Un accord de coopération touristique existe entre Népal et Birmanie

Et depuis, avec la facilitation de circulation des ressortissants des pays de l’Association des nations d’Asie du Sud-Est (Asean) au sein de cette association, cet accord est devenu inutile. L’espoir est malgré tout permis puisqu’il existe des exemples réussis dans la région, par exemple le vol direct existant entre Siem Reap (la ville à côté de Angkor) et Luang Prabang, le lieu le plus touristique du Laos. Il fut même question d’adjoindre une liaison Luang Prabang-Bagan pour compléter le circuit, mais là encore les tentatives ont toujours échoué.

« Vingt fois sur le métier remettez votre ouvrage », écrivait Boileau, que les promoteurs du tourisme bouddhique intrarégional n’ont certainement pas lu mais qu’ils pratiquent à la manière de Monsieur Jourdain. Les efforts persistent donc. Un accord de coopération touristique a été signé entre la Birmanie et le Népal lors de la visite officielle de la présidente du Népal Bidya Devi Bhandari en octobre 2019 et le Népal va ouvrir ou faciliter l’accès à plusieurs destinations dans le cadre de son initiative « Visit Nepal in 2020 ». C’est ainsi que Lumbini va bientôt ouvrir un aéroport international, bien sûr nommé « Siddhârta Gautama ».

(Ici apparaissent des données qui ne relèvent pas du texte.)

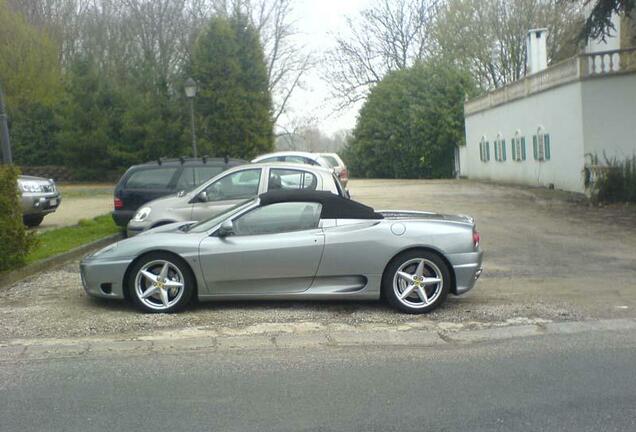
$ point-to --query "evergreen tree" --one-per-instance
(31, 79)
(410, 124)
(90, 126)
(233, 105)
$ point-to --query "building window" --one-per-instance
(484, 150)
(541, 145)
(518, 147)
(500, 148)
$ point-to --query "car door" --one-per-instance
(354, 247)
(275, 249)
(227, 191)
(146, 184)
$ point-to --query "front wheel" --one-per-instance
(416, 282)
(161, 282)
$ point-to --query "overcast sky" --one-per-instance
(317, 21)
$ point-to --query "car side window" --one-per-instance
(291, 179)
(237, 185)
(272, 159)
(295, 159)
(151, 178)
(279, 218)
(194, 176)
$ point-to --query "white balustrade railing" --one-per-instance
(570, 70)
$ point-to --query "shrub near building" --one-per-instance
(15, 240)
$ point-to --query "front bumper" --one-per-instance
(103, 278)
(467, 267)
(39, 203)
(134, 229)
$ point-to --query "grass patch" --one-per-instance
(90, 190)
(57, 241)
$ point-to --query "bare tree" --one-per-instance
(488, 37)
(391, 35)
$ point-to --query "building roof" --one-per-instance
(333, 206)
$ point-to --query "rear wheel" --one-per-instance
(416, 281)
(161, 282)
(32, 220)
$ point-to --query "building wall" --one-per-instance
(609, 116)
(558, 111)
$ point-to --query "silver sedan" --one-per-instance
(293, 245)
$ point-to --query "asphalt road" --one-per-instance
(581, 382)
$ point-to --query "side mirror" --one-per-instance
(226, 229)
(202, 197)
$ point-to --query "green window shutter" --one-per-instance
(523, 148)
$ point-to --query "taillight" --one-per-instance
(476, 237)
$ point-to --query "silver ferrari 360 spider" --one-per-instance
(293, 245)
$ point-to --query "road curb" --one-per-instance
(212, 341)
(9, 278)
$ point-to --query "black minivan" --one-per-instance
(152, 180)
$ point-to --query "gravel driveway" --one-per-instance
(83, 201)
(546, 259)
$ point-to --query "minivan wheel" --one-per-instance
(416, 282)
(161, 282)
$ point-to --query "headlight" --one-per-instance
(30, 186)
(142, 214)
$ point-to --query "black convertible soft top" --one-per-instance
(333, 206)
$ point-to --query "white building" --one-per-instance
(542, 130)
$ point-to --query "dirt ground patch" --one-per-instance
(79, 201)
(546, 259)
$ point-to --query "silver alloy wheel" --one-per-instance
(159, 285)
(418, 283)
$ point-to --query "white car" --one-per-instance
(231, 187)
(294, 157)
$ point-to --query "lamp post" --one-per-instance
(4, 132)
(191, 92)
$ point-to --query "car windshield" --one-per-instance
(207, 224)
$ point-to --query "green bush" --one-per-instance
(619, 182)
(15, 241)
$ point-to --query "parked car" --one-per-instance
(338, 166)
(293, 245)
(38, 197)
(294, 157)
(230, 187)
(152, 180)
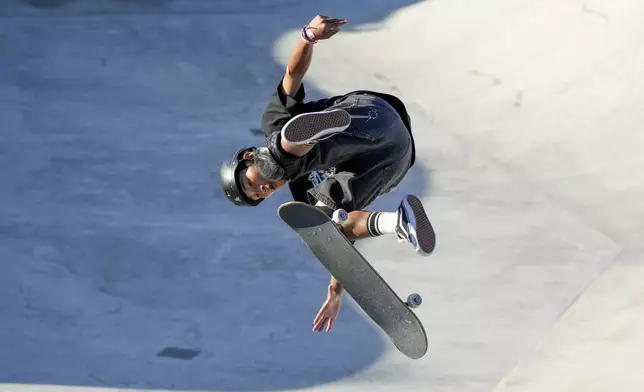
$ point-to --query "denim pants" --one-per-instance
(367, 159)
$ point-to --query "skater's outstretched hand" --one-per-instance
(324, 27)
(329, 311)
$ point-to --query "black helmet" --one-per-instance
(229, 179)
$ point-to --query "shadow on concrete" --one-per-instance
(115, 242)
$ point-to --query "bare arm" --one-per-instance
(336, 286)
(320, 28)
(297, 66)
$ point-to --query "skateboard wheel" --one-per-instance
(414, 300)
(340, 216)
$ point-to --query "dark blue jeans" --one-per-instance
(368, 159)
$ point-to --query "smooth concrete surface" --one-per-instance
(116, 244)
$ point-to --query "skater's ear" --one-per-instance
(249, 155)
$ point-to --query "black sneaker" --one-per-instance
(414, 226)
(309, 128)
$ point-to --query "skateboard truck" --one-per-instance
(340, 216)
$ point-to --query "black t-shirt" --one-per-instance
(282, 107)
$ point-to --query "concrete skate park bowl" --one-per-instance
(123, 265)
(124, 269)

L’aéroport de Bagan mis aux normes internationales

De son côté, le gouvernement birman s’active également. L’aéroport de Nyaung-U est en cours de transformation afin d’être mis aux normes internationales, avec une rénovation et amélioration de la piste, des circulations (entrées/sorties) plus fonctionnelles, des postes de douanes dotés de système des rayons X performants, des guérites équipées pour le contrôle des passeports, des toilettes correctes…

Outre Lumbini, les yeux des Birmans se tournent vers Siem Reap/Angkor, qui reste la cible principale car si chaque année Bagan accueille de l’ordre de 300 000 visiteurs par an, ce sont dix fois plus de touristes – autour de 3 millions – qui visite les temples khmers ! En attirer quelques-uns à Bagan est donc une priorité des dirigeants du tourisme en Birmanie. Se mettre d’accord sur l’organisation des vols et l’identité de/des opérateurs constitue l’étape à venir.